# Firearms and Shooting > Projects and Home Builds >  Tree House

## Shootm

We finally got everyone on board this project, finance approved, planning team consulted and signed off by the project manager. 

Will actually We went to Bunnings and got some timber and made a start. The Mrs was away for the weekend and I was looking after our daughter, we have been talking about building a tree house. 


Project Manager 






Colour Consultant 




Anyway after all the wining that the smoko break was to long we got a bit achieved.

----------


## Nibblet

Going to need a big tree for that house  :Thumbsup:  
Young one will be stoked

----------


## Shootm

Yep. Got a big Norfolk pine in the corner of the section that is going to get the chop and tree house will be built on the left over trunk about 2 off the ground.

----------


## Tommy

Remember, ladders are for wimps

----------


## Markgibsonr25

flying fox

----------


## Maca49

Reloading room included?

----------


## Shootm

> Reloading room included?


Oooh I like the way you think.

----------


## P38

> Oooh I like the way you think.


And don't forget to put some rests at the Windows.

Cheers
Pete

----------


## kidmac42

And cupholders.

----------


## Rushy

And room in the fridge  for the Waikato

----------


## Shootm

> And room in the fridge  for the Waikato


Got to draw the line somewhere and the Waikato is it. Tui round here.

----------


## Dan88

Make sure it has an upper viewing area complete with fly tarp roof for extra height and summer sleeping 😆

Sent from my SM-G388F using Tapatalk

----------


## MSL

Is it a tree house if you cut the tree down?

----------


## ROKTOY

> Is it a tree house if you cut the tree down?


Its made from trees

----------


## Shootm

> Is it a tree house if you cut the tree down?
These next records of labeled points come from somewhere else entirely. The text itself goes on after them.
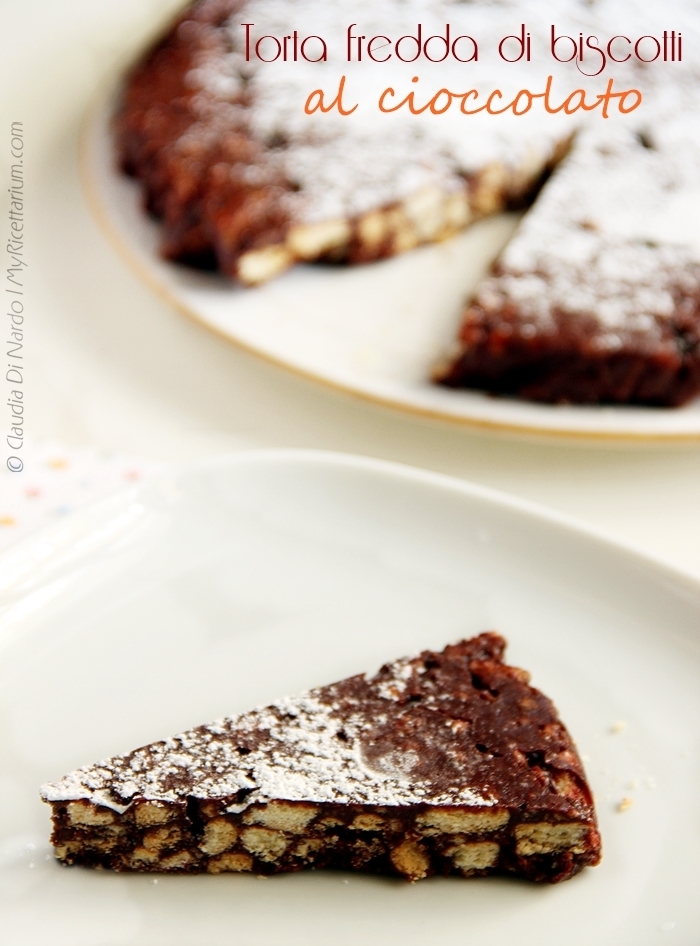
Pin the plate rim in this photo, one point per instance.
(103, 102)
(62, 532)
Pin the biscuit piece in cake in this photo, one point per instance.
(245, 182)
(444, 763)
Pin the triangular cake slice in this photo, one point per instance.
(444, 763)
(597, 297)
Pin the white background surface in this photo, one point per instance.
(329, 566)
(110, 366)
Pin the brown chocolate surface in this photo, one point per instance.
(444, 763)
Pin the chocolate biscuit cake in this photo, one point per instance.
(588, 305)
(597, 297)
(444, 763)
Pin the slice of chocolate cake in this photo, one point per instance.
(445, 763)
(597, 298)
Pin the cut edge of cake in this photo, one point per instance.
(445, 763)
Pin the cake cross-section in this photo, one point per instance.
(444, 763)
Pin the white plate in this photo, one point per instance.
(374, 331)
(226, 586)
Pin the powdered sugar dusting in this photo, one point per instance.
(346, 165)
(299, 749)
(613, 237)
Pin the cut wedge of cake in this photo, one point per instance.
(597, 297)
(445, 763)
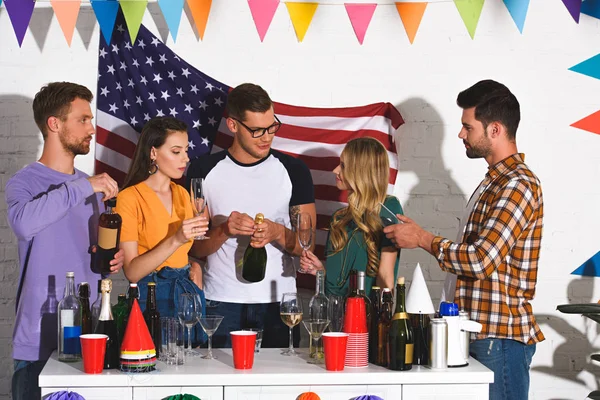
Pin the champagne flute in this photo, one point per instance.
(188, 316)
(290, 310)
(198, 200)
(304, 229)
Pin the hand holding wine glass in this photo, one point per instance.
(198, 200)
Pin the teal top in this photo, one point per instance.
(354, 256)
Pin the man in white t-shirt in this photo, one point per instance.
(246, 179)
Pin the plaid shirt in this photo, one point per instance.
(497, 261)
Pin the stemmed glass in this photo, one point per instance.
(187, 312)
(304, 229)
(198, 200)
(290, 310)
(210, 324)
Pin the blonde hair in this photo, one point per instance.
(366, 173)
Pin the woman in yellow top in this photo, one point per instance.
(158, 220)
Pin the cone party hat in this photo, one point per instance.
(137, 349)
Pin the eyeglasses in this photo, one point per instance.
(258, 132)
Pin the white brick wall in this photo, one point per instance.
(331, 69)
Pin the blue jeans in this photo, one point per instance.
(25, 385)
(170, 284)
(241, 316)
(510, 361)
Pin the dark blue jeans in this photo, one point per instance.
(25, 385)
(241, 316)
(170, 284)
(510, 361)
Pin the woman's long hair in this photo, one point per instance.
(366, 173)
(154, 134)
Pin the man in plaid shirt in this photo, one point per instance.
(496, 257)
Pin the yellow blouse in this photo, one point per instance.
(147, 222)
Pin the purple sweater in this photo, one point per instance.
(55, 219)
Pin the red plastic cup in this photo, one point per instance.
(334, 346)
(242, 345)
(93, 349)
(355, 319)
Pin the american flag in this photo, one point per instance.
(141, 80)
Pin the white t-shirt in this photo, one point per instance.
(270, 186)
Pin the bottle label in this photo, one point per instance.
(408, 353)
(107, 238)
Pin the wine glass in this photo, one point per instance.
(290, 310)
(210, 324)
(198, 200)
(315, 328)
(188, 316)
(304, 229)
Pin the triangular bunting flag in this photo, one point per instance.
(200, 10)
(518, 11)
(171, 10)
(133, 11)
(301, 15)
(470, 11)
(589, 67)
(591, 123)
(19, 12)
(589, 268)
(360, 17)
(588, 7)
(66, 14)
(262, 13)
(106, 13)
(574, 7)
(411, 15)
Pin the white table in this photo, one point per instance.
(273, 377)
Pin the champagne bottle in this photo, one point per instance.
(383, 329)
(96, 306)
(86, 315)
(152, 317)
(255, 259)
(69, 323)
(375, 298)
(109, 233)
(401, 335)
(107, 326)
(119, 311)
(318, 309)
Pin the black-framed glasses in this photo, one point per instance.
(258, 132)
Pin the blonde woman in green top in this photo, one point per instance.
(356, 239)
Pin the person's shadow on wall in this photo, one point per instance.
(435, 202)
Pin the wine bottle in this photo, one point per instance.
(86, 315)
(69, 323)
(255, 259)
(401, 335)
(107, 326)
(318, 309)
(119, 312)
(109, 233)
(375, 298)
(383, 329)
(152, 317)
(96, 306)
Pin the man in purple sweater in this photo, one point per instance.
(53, 209)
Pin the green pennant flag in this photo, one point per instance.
(470, 11)
(133, 10)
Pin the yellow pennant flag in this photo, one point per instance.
(301, 15)
(411, 15)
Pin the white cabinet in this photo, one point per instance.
(334, 392)
(159, 393)
(445, 392)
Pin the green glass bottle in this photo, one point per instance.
(255, 259)
(401, 335)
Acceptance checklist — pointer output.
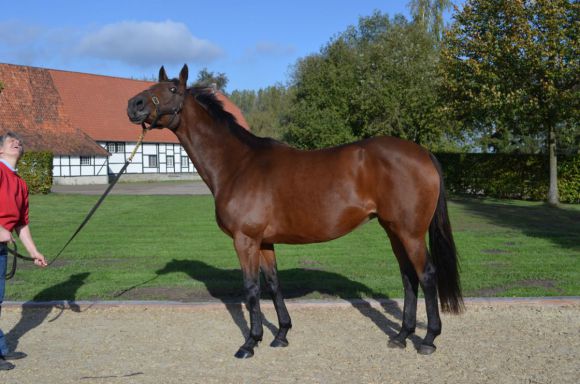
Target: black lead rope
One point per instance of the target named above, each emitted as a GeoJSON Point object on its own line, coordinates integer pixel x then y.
{"type": "Point", "coordinates": [102, 198]}
{"type": "Point", "coordinates": [17, 255]}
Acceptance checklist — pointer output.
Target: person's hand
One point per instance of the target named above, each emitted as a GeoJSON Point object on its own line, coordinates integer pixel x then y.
{"type": "Point", "coordinates": [39, 259]}
{"type": "Point", "coordinates": [5, 235]}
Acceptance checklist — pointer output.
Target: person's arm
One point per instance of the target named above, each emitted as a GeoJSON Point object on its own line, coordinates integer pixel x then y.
{"type": "Point", "coordinates": [5, 235]}
{"type": "Point", "coordinates": [26, 238]}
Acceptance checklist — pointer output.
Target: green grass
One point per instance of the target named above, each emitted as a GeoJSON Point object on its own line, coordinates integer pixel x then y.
{"type": "Point", "coordinates": [169, 247]}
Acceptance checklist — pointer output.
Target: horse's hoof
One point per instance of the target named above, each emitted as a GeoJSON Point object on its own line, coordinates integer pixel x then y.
{"type": "Point", "coordinates": [395, 343]}
{"type": "Point", "coordinates": [426, 349]}
{"type": "Point", "coordinates": [279, 343]}
{"type": "Point", "coordinates": [243, 353]}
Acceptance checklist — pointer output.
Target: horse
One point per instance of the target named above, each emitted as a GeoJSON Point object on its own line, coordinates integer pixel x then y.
{"type": "Point", "coordinates": [268, 193]}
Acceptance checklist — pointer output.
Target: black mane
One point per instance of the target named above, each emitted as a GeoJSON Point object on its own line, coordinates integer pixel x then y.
{"type": "Point", "coordinates": [207, 98]}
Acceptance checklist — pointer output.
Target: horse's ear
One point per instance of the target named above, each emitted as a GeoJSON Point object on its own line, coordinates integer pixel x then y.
{"type": "Point", "coordinates": [162, 74]}
{"type": "Point", "coordinates": [183, 76]}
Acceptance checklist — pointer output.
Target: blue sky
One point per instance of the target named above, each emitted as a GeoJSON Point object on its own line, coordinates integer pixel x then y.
{"type": "Point", "coordinates": [254, 42]}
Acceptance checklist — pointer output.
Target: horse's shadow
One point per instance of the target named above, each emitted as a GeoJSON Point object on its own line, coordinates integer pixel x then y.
{"type": "Point", "coordinates": [35, 312]}
{"type": "Point", "coordinates": [218, 284]}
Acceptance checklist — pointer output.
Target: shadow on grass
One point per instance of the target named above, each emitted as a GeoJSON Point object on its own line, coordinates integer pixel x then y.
{"type": "Point", "coordinates": [295, 283]}
{"type": "Point", "coordinates": [559, 225]}
{"type": "Point", "coordinates": [34, 314]}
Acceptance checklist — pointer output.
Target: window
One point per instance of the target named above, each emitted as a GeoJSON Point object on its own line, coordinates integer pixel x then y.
{"type": "Point", "coordinates": [152, 161]}
{"type": "Point", "coordinates": [116, 147]}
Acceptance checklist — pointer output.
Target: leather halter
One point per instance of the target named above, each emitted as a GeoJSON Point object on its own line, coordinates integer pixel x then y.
{"type": "Point", "coordinates": [159, 112]}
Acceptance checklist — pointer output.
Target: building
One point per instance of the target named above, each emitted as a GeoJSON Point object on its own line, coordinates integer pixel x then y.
{"type": "Point", "coordinates": [82, 119]}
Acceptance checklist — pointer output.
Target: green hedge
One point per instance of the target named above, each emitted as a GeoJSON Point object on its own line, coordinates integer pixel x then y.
{"type": "Point", "coordinates": [36, 169]}
{"type": "Point", "coordinates": [509, 175]}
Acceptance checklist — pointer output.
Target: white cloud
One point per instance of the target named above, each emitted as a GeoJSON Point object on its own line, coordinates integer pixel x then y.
{"type": "Point", "coordinates": [148, 43]}
{"type": "Point", "coordinates": [273, 49]}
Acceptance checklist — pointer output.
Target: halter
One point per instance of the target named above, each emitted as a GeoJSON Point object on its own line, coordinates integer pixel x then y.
{"type": "Point", "coordinates": [159, 112]}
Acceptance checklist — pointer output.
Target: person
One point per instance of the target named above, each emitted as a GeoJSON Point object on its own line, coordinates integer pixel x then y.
{"type": "Point", "coordinates": [13, 217]}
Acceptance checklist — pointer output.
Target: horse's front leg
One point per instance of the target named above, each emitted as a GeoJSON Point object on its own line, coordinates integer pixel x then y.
{"type": "Point", "coordinates": [248, 251]}
{"type": "Point", "coordinates": [270, 271]}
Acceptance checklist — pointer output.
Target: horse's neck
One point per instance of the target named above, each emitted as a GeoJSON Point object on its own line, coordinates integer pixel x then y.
{"type": "Point", "coordinates": [215, 152]}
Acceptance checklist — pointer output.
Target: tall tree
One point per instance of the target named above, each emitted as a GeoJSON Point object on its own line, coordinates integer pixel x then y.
{"type": "Point", "coordinates": [378, 78]}
{"type": "Point", "coordinates": [512, 67]}
{"type": "Point", "coordinates": [429, 14]}
{"type": "Point", "coordinates": [264, 109]}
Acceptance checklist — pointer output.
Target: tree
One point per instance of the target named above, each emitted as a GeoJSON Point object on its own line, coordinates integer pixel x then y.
{"type": "Point", "coordinates": [208, 79]}
{"type": "Point", "coordinates": [264, 110]}
{"type": "Point", "coordinates": [429, 14]}
{"type": "Point", "coordinates": [378, 78]}
{"type": "Point", "coordinates": [510, 69]}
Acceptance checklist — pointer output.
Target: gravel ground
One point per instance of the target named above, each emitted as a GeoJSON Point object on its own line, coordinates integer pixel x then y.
{"type": "Point", "coordinates": [495, 341]}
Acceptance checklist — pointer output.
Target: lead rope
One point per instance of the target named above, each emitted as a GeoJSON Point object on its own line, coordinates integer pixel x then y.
{"type": "Point", "coordinates": [14, 251]}
{"type": "Point", "coordinates": [96, 206]}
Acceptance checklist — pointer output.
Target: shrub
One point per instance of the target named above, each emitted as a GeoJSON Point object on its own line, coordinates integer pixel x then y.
{"type": "Point", "coordinates": [36, 169]}
{"type": "Point", "coordinates": [509, 175]}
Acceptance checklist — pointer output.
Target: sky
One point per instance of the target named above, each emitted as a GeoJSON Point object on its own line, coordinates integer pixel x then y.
{"type": "Point", "coordinates": [254, 42]}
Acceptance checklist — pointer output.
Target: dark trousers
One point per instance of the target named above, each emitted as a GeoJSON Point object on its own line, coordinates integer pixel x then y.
{"type": "Point", "coordinates": [3, 266]}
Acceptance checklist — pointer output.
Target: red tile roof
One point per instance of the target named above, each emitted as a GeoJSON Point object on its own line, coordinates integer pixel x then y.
{"type": "Point", "coordinates": [98, 105]}
{"type": "Point", "coordinates": [62, 111]}
{"type": "Point", "coordinates": [31, 107]}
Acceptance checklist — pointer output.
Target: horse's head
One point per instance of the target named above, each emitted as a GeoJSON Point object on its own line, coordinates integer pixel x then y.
{"type": "Point", "coordinates": [161, 104]}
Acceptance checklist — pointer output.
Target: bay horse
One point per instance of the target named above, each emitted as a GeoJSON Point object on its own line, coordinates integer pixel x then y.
{"type": "Point", "coordinates": [268, 193]}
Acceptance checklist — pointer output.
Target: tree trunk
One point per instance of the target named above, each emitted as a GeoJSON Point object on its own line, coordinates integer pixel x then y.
{"type": "Point", "coordinates": [553, 196]}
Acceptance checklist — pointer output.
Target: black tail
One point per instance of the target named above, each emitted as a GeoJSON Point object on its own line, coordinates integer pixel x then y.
{"type": "Point", "coordinates": [444, 254]}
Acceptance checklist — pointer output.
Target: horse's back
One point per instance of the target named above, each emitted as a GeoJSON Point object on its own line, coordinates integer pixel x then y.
{"type": "Point", "coordinates": [297, 196]}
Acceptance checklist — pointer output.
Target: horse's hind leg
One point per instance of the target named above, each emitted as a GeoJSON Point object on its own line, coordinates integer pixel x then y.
{"type": "Point", "coordinates": [417, 256]}
{"type": "Point", "coordinates": [270, 271]}
{"type": "Point", "coordinates": [410, 285]}
{"type": "Point", "coordinates": [248, 251]}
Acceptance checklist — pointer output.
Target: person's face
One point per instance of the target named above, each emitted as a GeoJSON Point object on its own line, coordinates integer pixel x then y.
{"type": "Point", "coordinates": [11, 147]}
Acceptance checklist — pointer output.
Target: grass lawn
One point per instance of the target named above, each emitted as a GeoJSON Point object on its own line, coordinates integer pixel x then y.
{"type": "Point", "coordinates": [169, 247]}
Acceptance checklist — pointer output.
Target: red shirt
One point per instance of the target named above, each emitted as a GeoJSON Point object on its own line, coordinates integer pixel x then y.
{"type": "Point", "coordinates": [13, 199]}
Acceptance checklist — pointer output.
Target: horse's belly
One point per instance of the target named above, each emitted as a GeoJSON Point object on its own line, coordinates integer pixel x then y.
{"type": "Point", "coordinates": [305, 229]}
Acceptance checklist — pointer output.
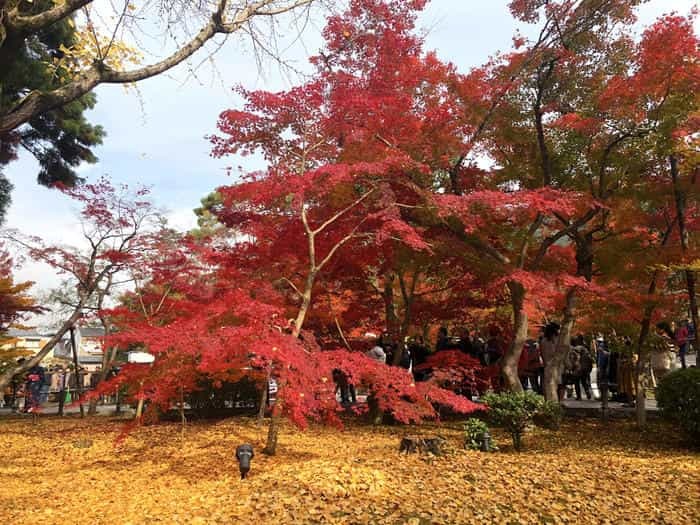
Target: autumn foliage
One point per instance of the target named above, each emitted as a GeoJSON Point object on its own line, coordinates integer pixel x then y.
{"type": "Point", "coordinates": [556, 181]}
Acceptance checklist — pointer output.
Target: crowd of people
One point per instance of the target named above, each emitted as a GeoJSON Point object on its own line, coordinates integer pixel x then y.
{"type": "Point", "coordinates": [26, 392]}
{"type": "Point", "coordinates": [612, 356]}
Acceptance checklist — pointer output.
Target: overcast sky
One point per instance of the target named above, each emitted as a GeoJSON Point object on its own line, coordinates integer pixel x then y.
{"type": "Point", "coordinates": [156, 136]}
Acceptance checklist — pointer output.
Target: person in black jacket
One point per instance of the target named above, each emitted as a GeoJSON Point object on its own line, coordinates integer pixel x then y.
{"type": "Point", "coordinates": [35, 380]}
It will still technical have a tree holding it up, so I'm calling it a tree house  :Wink:

----------


## shaka

I told you don't need a builder :Thumbsup:

----------


## kimjon

Awesome project...keep up the good work

----------


## Shelley

You know if you made the tree a bit taller then you could put the treehouse on the top (for the kids) and a drinking room underneath for the adults, using the treehouse floor as the roof.

----------


## Shootm

Project manager isn't to happy with progress. The tree only got the chop on Thursday night. Anyway some more progress today.




Project manager lending a hand.

----------


## HNTMAD

Choice, good to get a project under way while consents team are on annual leave lol.  Cant wait to see next instalment

Sent from my E5823 using Tapatalk

----------


## Shootm

The fun part getting this.



Onto this.

----------


## Rushy

You need a bunch of good bastards from the Manawatu to drop around and provide some lift.

----------


## Shootm

> You need a bunch of good bastards from the Manawatu to drop around and provide some lift.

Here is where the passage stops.